Vis ma vie de réalisateur

Par L'Etudiant Fab, publié le 14 Avril 2021
5 min

Festival de Cannes, stars, longs-métrages, paillettes... Les métiers de l’audiovisuel, et celui de réalisateur en particulier, s’accompagnent souvent de tout un tas d’idées reçues. Au quotidien, cette profession, à la fois technique et artistique, recouvre des réalités variées et permet à celui qui l’exerce d’évoluer au milieu de projets et de personnes qui le sont tout autant.

Du haut de ses 23 ans, Marceau Uguen trace son bonhomme de chemin en tant que réalisateur. Une passion dont il a fait son métier. Installé à son compte dès sa sortie de l’ESIS, l’École Supérieure de l’Image et du Son, il s’appuie notamment sur le réseau professionnel qu’il s’est constitué au sein de l’établissement, lors de ses stages et projets personnels, pour tourner des vidéos à visée artistique, documentaire ou institutionnelle. Il nous en dit plus sur son quotidien.

Comment est née votre envie de devenir réalisateur ?

À la fin du collège, j’ai commencé à filmer les copains avec qui je faisais du skate. J’ai enchaîné avec des clips, des courts-métrages. C’est très vite devenu une passion. Personne n’exerçait un métier de l’image dans ma famille, mais mes parents m’ont soutenu dans ce choix d’orientation.

Qu’est-ce qui vous a amené à étudier à l’ESIS ?

J’ai passé plusieurs entretiens dans des écoles en 2015 et j’ai eu un bon feeling avec l’ESIS. Le fait de pouvoir emprunter le matériel pour réaliser des projets personnels m’a beaucoup plu. Et puis, l’école est à taille humaine. Je me suis dit que ce serait propice pour nouer des contacts avec les professeurs, qui sont aussi des professionnels.
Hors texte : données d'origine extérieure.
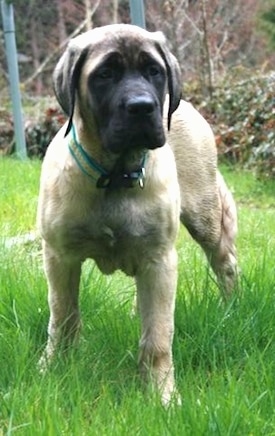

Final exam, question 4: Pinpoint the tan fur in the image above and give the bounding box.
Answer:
[38,26,236,404]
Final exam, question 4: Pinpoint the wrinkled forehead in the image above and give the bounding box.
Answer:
[73,25,165,71]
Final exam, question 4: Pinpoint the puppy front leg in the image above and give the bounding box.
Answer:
[136,249,180,405]
[40,243,81,370]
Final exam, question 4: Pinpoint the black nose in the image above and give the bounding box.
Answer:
[126,95,156,116]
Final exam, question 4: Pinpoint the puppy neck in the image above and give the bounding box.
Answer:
[68,124,147,189]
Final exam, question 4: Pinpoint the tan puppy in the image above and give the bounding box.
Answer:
[38,25,236,404]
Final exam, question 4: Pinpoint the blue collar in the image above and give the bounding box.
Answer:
[68,124,146,189]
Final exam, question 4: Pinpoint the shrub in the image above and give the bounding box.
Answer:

En quoi le Bachelor Audiovisuel spécialisation Réalisation vous a-t-il été profitable ?

J’ai acquis une vraie réflexion sur ce que c’est que mettre en scène un film, analyser des images, faire un story-board, mais aussi des compétences techniques. Les stages en deuxième et troisième année m’ont amené à intégrer une société de films de sports extrêmes, puis à prendre part au tournage d’un film de Diane Kurys. J’ai pu rencontrer des professionnels (cadreurs, producteurs…) au sein de l’école, parmi mes camarades et professeurs et en-dehors.

Vous êtes à votre compte. Comment s’est passée votre entrée dans la vie active ?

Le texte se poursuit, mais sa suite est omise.